Insights into coke location of catalyst deactivation during in-situ catalytic reforming of lignite pyrolysis volatiles over cobalt-modified zeolites

TLDR: In this paper, the influence of hierarchical pores and metallic sites on the deposition and nature of coke and on its location in the channels or/and the outer surface of zeolites was investigated.

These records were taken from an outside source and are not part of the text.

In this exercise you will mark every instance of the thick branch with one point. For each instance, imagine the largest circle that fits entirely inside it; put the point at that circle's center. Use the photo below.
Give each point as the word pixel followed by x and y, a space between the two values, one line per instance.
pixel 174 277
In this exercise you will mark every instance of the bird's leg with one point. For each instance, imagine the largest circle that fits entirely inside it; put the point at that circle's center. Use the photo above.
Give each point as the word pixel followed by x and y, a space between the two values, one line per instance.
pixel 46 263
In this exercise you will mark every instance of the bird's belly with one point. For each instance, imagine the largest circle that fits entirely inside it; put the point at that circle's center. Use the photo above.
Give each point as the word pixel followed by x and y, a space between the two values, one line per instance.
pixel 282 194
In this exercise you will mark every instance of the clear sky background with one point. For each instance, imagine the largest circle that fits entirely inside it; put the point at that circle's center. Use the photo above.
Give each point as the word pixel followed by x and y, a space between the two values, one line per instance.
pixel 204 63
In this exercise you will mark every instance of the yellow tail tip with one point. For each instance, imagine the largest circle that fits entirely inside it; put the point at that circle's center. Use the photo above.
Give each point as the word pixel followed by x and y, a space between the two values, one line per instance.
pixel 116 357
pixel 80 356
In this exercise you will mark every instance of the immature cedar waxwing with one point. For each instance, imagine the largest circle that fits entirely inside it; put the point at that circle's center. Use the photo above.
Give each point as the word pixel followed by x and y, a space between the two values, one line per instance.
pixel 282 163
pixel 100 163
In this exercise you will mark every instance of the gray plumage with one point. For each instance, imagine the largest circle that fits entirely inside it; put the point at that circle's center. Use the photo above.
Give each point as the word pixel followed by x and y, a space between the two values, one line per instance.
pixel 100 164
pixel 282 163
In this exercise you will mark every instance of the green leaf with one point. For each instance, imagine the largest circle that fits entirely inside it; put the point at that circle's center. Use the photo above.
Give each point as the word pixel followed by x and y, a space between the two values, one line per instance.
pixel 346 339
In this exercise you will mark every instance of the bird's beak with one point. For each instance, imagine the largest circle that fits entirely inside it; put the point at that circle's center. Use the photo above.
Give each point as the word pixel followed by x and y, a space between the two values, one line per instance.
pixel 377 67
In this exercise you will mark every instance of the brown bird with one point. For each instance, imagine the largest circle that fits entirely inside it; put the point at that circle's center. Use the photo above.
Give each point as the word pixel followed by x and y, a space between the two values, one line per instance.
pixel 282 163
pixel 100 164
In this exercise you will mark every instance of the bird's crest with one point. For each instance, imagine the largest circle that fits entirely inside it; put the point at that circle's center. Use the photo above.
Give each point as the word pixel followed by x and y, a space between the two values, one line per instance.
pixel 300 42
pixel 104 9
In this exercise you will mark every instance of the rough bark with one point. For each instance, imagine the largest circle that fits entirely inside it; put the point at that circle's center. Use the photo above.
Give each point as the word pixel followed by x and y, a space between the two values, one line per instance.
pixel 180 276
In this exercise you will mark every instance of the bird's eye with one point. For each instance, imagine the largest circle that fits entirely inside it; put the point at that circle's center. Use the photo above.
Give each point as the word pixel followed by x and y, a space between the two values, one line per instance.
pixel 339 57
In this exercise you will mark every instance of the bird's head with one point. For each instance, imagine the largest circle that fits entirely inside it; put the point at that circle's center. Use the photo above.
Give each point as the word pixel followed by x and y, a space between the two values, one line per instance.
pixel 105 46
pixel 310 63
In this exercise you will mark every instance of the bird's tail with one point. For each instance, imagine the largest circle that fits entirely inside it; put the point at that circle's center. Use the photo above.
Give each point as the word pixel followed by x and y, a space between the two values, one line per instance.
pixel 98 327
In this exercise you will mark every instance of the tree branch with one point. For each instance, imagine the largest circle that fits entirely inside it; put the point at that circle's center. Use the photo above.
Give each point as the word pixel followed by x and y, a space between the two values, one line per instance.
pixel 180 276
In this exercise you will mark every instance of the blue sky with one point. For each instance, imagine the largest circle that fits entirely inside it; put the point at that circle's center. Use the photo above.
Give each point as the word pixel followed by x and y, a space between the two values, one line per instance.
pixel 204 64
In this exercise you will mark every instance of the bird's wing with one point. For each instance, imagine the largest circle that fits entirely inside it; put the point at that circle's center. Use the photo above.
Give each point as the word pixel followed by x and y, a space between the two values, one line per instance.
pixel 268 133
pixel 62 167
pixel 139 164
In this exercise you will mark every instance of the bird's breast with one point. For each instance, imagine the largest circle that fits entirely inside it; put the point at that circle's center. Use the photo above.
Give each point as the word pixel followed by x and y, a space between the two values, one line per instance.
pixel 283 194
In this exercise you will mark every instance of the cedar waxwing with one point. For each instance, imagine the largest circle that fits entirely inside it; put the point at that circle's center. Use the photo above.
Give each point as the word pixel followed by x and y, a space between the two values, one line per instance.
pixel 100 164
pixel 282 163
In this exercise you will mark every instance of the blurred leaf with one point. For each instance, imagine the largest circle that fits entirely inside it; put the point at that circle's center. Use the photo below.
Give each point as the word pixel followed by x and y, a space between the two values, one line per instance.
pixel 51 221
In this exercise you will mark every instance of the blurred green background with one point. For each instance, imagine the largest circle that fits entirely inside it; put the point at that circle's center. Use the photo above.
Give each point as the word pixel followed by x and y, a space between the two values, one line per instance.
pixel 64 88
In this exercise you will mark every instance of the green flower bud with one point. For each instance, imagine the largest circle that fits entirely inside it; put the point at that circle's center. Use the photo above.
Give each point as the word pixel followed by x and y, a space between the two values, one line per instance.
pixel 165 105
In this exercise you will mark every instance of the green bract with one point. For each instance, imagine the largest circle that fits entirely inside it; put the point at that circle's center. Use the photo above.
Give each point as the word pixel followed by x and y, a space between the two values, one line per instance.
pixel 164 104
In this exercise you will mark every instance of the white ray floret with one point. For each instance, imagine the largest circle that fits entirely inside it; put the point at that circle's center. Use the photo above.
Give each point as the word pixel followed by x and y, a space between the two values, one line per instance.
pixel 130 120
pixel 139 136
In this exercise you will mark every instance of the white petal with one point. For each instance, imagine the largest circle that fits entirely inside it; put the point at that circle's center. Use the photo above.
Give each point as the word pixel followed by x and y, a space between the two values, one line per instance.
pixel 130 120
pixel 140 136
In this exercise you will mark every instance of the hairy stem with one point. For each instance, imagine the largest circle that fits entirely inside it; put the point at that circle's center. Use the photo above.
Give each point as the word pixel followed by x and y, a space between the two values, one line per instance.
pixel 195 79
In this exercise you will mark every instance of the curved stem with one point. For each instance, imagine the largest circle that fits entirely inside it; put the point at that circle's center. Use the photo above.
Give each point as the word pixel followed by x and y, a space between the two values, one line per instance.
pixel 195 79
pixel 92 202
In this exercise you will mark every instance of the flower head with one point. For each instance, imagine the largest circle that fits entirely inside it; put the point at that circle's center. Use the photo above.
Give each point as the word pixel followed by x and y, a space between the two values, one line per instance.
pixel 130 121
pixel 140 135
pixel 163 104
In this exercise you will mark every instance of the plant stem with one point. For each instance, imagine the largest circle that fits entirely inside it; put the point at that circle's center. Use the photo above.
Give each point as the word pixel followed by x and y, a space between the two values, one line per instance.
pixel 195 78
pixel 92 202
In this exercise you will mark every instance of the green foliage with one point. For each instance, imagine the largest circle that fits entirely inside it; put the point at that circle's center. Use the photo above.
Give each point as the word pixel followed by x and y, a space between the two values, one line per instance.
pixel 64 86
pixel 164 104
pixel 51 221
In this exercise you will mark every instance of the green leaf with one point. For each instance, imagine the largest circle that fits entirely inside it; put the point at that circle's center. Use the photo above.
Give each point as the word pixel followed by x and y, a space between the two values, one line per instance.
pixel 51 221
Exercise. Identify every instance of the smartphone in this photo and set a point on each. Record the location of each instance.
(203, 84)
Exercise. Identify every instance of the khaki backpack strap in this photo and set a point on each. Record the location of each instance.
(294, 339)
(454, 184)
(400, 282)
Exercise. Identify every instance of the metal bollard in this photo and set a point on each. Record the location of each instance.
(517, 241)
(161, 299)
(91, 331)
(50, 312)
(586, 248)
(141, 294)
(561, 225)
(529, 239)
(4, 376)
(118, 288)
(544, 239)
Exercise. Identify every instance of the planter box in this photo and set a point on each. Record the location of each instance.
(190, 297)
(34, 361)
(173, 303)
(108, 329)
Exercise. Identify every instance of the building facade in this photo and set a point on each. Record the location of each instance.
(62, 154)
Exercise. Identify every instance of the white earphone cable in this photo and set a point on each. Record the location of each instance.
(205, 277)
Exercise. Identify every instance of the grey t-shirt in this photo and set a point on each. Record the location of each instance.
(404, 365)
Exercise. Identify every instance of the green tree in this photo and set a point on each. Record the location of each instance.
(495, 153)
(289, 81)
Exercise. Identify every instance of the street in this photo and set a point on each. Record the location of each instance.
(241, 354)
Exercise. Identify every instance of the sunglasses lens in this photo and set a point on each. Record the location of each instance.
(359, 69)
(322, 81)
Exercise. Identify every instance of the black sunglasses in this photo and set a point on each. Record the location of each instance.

Abstract: HZSM-5, Co-incorporated HZSM-5 (3Co/Z5) and Co-incorporated hierarchical HZSM-5 (3Co/DZ5) were employed in catalytic reforming of volatiles from lignite pyrolysis in a drop bed reactor aiming at high yields of light aromatics. The co-effect of hierarchical pores and metallic sites on 3Co/DZ5 promoted the formation of benzene, toluene, xylene and naphthalene, and improved the service lifespan by decreasing coke formation. The influence of hierarchical pores and metallic sites on the deposition and nature of coke and on its location in the channels or/and the outer surface of zeolites was investigated. For 3Co/DZ5, the hierarchical pores retarded its deactivation by preventing internal coke formation while facilitating the external coke formation, owing to the reduced diffusion resistance of coke precursors (aromatic species) out of channels. The introduction of metallic sites brought the suppression of O-containing species depositing on zeolite. After continuous operation, the skeleton structures of both spent and regenerated catalysts were seriously damaged by coke deposition and sintering. The main causes of catalyst deactivation were assigned to two deactivating carbonaceous species with aromaticity and aliphaticity located on the inner pores and outer surface. The soluble long-chain aliphatics from coke extracts located on the outer surface were attributed to the decomposition of inherent aliphatic chain structure in lignite. The residual coke trended to graphite-like structure. The coking behavior was revealed by means of some technologies that the internal coke mainly had impact on the catalyst performance, especially for the insoluble aromatics with high polycondensation, whereas the external coke consumes the surface active sites, resulting in uninterrupted accumulation of coke precursors, eventually blocking the accessibility to channels.